The most popular session of the forum ran under the name Power of Social Network. The speakers agreed that social networking services produce a huge information community and create new values through communication and understanding.
Ge Wang, an assistant professor at Stanford University, helped develop the Ocarina music application, the most downloaded app in the world.
“Technology is being made continuously, but it is disappearing at the same time as an era is fast-approaching where we don’t need to recognize the existence of technology,” Wang said.
The developer showed off the app by performing the traditional folk song Arirang.
“Digilog” touches hearts
On the first day of the forum, analog experts unveiled their secrets to applying technology to analog platforms and adding high technology to long-held traditions.
W. Brian Arthur, the author of “The Nature of Technology” and an external faculty member at the Santa Fe Institute in the U.S., stated that a profound change is taking place.
“As the economy is digitalized, technology replaces human intuition,” Arthur said.
Arthur, a complex system economist, is known for his prophesy about the evolution of technology. “New technology appears and changes the economy, industry, society and the government every 50 or 60 years,” he said.
“Today’s intelligent computers not only do the math, but also complete tasks for humans,” he said. “If the Industrial Revolution can be analogous to the muscles of a human, technology is like nerves and intelligence to the economy.”
Ishiwata Ken, the ambassador for global high-end audio manufacturer Marantz, talked about the convergence of digital technology and analog sound.

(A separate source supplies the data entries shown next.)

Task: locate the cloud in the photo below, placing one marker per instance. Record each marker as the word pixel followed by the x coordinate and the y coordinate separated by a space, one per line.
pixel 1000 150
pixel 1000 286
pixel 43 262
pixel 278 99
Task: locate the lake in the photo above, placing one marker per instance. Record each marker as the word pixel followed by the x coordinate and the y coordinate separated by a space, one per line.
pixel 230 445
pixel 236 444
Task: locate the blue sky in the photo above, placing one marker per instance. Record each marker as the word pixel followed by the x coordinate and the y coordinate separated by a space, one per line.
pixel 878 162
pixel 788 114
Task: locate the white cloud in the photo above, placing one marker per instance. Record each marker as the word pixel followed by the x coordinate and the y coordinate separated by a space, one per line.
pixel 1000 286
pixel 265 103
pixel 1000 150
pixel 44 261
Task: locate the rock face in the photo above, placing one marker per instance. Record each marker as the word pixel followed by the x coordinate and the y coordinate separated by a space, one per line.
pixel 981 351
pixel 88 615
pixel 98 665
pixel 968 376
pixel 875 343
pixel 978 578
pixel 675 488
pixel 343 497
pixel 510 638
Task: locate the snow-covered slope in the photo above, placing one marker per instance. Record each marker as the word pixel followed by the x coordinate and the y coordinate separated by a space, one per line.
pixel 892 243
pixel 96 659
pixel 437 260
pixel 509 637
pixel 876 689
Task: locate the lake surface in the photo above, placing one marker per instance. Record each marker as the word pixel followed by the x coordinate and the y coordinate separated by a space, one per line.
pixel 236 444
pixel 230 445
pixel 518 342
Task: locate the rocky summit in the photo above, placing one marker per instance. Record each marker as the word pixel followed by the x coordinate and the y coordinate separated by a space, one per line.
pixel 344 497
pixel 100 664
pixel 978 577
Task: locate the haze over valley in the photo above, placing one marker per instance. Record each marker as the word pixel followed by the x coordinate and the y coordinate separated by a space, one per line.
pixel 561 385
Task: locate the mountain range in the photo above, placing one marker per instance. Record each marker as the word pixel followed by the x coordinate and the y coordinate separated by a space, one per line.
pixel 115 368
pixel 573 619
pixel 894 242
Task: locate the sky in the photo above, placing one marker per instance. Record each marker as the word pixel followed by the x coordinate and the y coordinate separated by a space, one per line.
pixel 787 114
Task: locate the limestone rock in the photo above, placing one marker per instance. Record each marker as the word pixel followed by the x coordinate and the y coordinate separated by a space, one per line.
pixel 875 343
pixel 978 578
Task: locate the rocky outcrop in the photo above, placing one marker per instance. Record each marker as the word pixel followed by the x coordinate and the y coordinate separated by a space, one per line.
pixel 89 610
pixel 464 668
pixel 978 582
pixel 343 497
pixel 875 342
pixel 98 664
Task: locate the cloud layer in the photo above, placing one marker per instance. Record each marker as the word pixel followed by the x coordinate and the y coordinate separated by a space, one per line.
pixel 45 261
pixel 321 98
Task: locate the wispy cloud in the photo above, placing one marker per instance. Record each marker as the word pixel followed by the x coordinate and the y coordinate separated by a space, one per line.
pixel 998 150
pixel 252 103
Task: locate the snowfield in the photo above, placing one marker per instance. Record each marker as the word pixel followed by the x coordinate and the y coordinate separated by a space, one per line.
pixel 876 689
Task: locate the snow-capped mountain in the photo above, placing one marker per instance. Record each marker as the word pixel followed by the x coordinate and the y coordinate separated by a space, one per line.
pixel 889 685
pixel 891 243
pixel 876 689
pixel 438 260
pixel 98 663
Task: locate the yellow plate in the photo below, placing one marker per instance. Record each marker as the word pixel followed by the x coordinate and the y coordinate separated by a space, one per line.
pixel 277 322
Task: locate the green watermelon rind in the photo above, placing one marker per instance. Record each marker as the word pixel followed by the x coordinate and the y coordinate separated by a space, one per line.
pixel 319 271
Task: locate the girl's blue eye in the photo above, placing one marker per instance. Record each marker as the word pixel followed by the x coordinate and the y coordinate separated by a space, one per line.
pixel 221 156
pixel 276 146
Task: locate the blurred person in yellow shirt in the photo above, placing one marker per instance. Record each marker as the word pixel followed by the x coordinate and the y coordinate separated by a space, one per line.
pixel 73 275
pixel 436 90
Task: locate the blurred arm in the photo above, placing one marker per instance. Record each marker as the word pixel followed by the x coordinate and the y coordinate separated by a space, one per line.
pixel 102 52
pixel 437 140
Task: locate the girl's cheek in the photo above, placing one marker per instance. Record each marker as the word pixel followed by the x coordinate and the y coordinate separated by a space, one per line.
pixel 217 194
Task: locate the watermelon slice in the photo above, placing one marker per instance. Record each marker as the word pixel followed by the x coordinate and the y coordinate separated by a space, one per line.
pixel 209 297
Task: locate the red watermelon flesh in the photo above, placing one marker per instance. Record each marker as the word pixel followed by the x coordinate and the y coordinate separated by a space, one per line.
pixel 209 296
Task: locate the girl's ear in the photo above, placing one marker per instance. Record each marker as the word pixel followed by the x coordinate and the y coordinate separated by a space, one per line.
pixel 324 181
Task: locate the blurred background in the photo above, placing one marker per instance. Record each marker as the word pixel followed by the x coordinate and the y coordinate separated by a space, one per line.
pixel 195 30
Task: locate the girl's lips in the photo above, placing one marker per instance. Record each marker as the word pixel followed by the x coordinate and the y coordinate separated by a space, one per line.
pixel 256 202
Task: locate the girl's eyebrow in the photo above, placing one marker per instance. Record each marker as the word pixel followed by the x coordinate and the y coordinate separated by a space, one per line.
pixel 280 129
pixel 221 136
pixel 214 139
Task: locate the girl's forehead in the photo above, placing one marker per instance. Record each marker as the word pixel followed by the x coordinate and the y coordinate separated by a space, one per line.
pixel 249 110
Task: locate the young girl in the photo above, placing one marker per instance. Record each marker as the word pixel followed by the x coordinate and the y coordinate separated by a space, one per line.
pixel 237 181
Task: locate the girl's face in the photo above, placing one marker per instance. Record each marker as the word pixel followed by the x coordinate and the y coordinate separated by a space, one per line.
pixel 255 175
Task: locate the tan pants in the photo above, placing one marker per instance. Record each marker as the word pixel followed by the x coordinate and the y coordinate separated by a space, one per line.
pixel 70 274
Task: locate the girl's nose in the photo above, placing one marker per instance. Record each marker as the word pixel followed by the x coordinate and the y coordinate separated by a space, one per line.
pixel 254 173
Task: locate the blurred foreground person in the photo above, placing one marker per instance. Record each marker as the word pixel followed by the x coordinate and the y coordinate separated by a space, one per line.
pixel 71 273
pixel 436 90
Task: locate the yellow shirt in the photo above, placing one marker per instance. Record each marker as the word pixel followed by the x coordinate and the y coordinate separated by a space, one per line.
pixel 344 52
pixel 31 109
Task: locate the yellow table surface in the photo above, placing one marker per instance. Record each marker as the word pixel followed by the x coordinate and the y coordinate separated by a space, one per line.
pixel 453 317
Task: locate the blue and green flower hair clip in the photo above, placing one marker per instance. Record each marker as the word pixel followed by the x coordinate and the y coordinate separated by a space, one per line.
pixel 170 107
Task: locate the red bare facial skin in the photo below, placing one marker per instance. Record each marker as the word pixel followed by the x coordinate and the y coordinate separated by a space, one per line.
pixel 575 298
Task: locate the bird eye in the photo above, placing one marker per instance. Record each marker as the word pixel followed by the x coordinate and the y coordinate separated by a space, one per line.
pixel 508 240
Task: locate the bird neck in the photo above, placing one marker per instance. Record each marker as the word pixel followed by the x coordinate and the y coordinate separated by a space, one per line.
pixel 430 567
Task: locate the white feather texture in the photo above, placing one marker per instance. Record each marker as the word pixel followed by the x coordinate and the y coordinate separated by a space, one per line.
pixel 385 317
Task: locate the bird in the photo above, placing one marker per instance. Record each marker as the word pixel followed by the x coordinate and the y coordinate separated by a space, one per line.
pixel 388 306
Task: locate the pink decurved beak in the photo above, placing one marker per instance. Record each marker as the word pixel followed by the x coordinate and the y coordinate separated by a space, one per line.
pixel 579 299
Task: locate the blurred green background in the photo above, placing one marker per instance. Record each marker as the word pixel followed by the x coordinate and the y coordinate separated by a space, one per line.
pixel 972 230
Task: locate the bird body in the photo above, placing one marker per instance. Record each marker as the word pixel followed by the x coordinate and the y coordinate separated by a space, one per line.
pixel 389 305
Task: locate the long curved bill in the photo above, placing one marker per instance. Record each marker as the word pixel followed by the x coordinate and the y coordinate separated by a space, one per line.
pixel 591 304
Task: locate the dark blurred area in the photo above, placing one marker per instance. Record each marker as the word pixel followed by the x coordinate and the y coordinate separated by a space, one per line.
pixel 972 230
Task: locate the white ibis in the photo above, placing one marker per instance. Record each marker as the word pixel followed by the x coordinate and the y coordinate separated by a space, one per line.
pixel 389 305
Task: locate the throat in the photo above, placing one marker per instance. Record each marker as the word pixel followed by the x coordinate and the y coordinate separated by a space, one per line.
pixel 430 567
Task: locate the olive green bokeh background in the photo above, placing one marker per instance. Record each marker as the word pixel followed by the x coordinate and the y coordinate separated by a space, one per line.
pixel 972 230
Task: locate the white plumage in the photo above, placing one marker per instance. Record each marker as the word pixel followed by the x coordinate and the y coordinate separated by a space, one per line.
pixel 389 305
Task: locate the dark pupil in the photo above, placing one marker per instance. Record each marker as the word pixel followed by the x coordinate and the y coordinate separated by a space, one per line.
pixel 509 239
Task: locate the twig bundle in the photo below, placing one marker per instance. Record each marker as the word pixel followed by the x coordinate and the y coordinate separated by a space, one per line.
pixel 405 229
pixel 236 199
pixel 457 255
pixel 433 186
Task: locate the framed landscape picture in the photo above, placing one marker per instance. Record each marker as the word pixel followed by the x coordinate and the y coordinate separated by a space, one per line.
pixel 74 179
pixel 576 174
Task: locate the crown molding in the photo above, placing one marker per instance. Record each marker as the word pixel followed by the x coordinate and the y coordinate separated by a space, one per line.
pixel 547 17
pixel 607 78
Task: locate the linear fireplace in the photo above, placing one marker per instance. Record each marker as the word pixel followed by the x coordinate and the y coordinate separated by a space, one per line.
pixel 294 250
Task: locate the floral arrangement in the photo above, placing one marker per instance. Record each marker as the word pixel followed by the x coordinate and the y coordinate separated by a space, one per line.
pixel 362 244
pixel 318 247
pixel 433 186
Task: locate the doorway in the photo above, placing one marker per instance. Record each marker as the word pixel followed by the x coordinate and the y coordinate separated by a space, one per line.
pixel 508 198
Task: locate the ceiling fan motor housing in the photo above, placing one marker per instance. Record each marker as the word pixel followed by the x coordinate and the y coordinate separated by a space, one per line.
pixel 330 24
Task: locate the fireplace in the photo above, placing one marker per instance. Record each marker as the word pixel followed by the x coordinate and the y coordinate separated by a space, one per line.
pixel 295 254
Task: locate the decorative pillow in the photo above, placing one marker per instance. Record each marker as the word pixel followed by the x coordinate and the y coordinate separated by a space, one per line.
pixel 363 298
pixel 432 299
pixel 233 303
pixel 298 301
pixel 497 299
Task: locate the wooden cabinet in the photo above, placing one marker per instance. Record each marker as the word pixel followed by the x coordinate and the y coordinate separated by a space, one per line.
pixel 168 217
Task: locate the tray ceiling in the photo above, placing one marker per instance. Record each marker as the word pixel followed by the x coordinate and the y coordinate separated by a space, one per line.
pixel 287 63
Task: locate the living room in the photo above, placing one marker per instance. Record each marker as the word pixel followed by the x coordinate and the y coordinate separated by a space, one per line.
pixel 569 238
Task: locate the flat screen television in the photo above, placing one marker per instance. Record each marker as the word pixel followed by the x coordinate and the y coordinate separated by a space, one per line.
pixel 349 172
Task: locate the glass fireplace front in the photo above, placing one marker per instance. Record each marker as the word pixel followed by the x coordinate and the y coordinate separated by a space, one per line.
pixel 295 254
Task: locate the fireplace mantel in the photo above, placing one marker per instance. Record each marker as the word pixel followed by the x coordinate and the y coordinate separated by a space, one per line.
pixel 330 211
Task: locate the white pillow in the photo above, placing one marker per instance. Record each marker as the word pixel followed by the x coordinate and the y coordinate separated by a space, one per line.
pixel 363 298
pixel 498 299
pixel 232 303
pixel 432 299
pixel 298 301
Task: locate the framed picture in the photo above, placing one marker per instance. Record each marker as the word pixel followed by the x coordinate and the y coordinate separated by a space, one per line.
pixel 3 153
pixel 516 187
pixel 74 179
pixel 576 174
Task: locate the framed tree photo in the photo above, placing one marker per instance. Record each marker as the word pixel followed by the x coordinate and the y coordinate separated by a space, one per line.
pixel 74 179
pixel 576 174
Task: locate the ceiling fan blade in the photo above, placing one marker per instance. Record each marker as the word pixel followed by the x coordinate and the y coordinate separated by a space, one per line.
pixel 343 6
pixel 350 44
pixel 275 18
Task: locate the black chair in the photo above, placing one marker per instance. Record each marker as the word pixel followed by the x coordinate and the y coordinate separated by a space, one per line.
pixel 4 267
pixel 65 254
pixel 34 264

“Digital technology is good at producing original sound, but humans are able to discern analog sound, so for the best quality of audio equipment, there needs to be a good combination of digital and analog,” he said.
“That’s the way to make sound touch hearts. Technology doesn’t mean anything if it cannot make people impressed,” Ken added. His company is producing sound that “touches people’s hearts by combining high-tech methods with traditional elements.”
High-tech creates luxury
Prosper Assouline, founder of Paris-based Assouline Publishing said, “A luxury brand has its own DNA.” His company publishes books for Chanel, Goyard, Cartier and Prada, among other luxury brands.
“I have worked with luxury brands for the past 10 years, and now I know they try to find their own DNA and invest themselves in nurturing a tradition that will last long,” Assouline said.
“Such efforts have created rarity, a condition to be a luxury brand,” he said.